Karsten was just one attack from victory when Wiegersma stuck a Splinter Twin and sent a few billion creatures into the red zone to force a third game.

Karsten was forced to mulligan on the play in the third game and kept a hand without much pressure. It's always disheartening to see an affinity player play a land and pass on the first turn.

Throughout the game, Karsten struggled to apply any sort of real pressure on Wiegersma.

Karsten had Spellskite to block the combo, but Wiegersma was ready with Ancient Grudge again.

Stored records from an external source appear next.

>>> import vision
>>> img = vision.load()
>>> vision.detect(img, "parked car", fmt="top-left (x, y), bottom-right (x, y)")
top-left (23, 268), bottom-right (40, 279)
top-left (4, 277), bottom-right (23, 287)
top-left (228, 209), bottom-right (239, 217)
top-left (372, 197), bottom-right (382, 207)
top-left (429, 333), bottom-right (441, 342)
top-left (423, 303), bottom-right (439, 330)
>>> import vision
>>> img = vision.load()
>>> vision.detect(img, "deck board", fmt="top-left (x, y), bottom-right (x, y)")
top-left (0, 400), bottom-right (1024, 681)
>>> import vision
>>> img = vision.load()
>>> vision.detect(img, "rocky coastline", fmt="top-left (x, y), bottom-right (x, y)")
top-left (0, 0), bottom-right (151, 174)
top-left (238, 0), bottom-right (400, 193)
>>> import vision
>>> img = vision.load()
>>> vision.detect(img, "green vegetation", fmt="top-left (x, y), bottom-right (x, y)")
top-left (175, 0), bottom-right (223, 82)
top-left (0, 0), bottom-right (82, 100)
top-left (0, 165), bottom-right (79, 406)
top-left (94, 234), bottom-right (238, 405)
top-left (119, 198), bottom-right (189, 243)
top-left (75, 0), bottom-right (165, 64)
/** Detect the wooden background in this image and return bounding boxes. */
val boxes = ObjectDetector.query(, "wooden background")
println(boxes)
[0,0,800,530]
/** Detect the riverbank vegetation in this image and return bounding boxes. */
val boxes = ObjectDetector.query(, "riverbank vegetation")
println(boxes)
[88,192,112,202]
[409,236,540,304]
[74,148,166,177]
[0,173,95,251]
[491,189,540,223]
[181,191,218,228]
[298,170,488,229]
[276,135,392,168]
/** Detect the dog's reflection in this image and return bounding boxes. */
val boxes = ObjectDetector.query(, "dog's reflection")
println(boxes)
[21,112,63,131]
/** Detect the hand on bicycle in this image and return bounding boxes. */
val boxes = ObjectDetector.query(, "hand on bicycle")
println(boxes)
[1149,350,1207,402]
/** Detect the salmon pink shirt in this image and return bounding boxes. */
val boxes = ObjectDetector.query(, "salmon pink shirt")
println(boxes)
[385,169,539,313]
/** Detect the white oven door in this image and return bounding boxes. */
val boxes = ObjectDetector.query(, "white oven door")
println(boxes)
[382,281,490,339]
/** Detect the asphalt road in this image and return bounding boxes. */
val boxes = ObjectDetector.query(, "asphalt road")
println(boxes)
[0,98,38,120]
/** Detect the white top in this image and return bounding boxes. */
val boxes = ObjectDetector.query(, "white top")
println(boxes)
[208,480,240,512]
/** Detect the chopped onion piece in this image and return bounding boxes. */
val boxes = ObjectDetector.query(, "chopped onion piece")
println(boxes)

Karsten was attacking with a pair of Blinkmoth Nexus again, but two points of damage per turn wasn't all that threatening to Wiegersma, who could win the game completely out of nowhere.

Wiegersma tried to cast Pestermite to block and trade with a copy of Blinkmoth Nexus, and Karsten thought long and hard before deciding to use a valuable Galvanic Blast to clear the way. Karsten needed to be applying pressure if he wanted a chance at victory and allowing one of his only threats to die would be a disaster.

Wiegersma deployed the first half of his combo in Deciever Exarch and Karsten started speaking Dutch. Once more, Wiegersma went for the Splinter Twin and Karsten was ready with Dismember.

Wiegersma took a few more hits from Karsten's Blinkmoth Nexus before he found another copy of Splinter Twin to make infinite attackers.